Risk stratification and determinants of cardiac recovery in hemodialysis patients with reduced ejection fraction
摘要
Heart failure and atherosclerotic comorbidities are common among patients receiving maintenance hemodialysis, yet therapeutic options remain limited. We aimed to clarify the long-term prognostic impact of reduced left ventricular ejection fraction (LVEF) and coronary heart disease (CHD) and explore potential determinants of cardiac recovery in this population. We retrospectively analyzed 310 hemodialysis patients who underwent coronary angiography for suspected CHD. Patients were stratified by baseline LVEF (< 40% vs. ≥ 40%) and the presence of CHD. Five-year mortality was compared between the groups, and associations with coronary intervention were examined. In a subset with follow-up echocardiography, changes in LVEF were analyzed in relation to medication use, coronary intervention, and relative post-dialysis body weight reduction. Patients with reduced LVEF had worse survival than those with normal LVEF (log-rank p = 0.001). Moreover, patients with reduced LVEF and concomitant CHD exhibited the poorest prognosis (log‑rank p = 0.001).

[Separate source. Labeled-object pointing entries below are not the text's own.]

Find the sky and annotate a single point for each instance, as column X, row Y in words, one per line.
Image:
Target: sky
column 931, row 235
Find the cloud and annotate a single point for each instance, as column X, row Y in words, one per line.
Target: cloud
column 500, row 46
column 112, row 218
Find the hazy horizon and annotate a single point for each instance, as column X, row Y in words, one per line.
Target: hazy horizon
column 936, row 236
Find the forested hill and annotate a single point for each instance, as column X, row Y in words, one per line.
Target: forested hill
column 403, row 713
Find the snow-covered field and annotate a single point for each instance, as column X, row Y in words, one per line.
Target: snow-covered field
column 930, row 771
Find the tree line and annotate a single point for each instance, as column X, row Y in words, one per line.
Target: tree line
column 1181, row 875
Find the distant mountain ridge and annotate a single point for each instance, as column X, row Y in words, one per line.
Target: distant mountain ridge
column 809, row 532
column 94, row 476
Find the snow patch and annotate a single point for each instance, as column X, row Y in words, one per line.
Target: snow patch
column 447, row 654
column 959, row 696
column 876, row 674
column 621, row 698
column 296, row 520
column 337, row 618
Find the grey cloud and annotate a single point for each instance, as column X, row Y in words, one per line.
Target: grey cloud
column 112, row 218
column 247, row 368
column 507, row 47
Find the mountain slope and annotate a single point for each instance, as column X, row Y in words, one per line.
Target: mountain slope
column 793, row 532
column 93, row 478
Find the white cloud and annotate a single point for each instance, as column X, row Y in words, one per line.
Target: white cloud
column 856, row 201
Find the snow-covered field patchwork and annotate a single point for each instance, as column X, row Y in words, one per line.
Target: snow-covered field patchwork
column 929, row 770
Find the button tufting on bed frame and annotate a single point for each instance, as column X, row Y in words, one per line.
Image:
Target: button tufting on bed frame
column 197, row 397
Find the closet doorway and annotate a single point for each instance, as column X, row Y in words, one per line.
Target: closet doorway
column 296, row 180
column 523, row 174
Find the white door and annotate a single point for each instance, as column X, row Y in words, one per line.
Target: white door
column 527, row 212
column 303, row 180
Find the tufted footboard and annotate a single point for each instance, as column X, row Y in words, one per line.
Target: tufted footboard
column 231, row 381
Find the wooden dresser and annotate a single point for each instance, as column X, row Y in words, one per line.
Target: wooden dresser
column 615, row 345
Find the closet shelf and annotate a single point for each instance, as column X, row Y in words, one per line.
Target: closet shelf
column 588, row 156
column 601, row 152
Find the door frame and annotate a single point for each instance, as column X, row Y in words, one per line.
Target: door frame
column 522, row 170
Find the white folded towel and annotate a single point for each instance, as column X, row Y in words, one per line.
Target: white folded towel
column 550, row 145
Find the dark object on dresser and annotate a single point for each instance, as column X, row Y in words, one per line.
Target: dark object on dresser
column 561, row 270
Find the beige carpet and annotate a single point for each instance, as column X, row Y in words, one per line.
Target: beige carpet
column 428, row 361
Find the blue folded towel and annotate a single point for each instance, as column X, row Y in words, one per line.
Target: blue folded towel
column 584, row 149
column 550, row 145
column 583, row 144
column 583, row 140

Neither PCI nor medical therapy was associated with improvement in LVEF. In contrast, greater post-dialysis body weight reduction independently predicted attenuated recovery of cardiac function (HR 0.89; 95% CI 0.81–0.98; p = 0.018), with continuous analyses confirming an inverse relationship between ultrafiltration intensity and ΔLVEF. In hemodialysis patients with reduced LVEF, the coexistence of CHD requiring intervention identifies a high-risk phenotype, while cardiac recovery appears more strongly influenced by dialysis-related physiology than by conventional therapies. These findings highlight the need for personalized care strategies that integrate ischemic risk assessment with individualized dialysis management.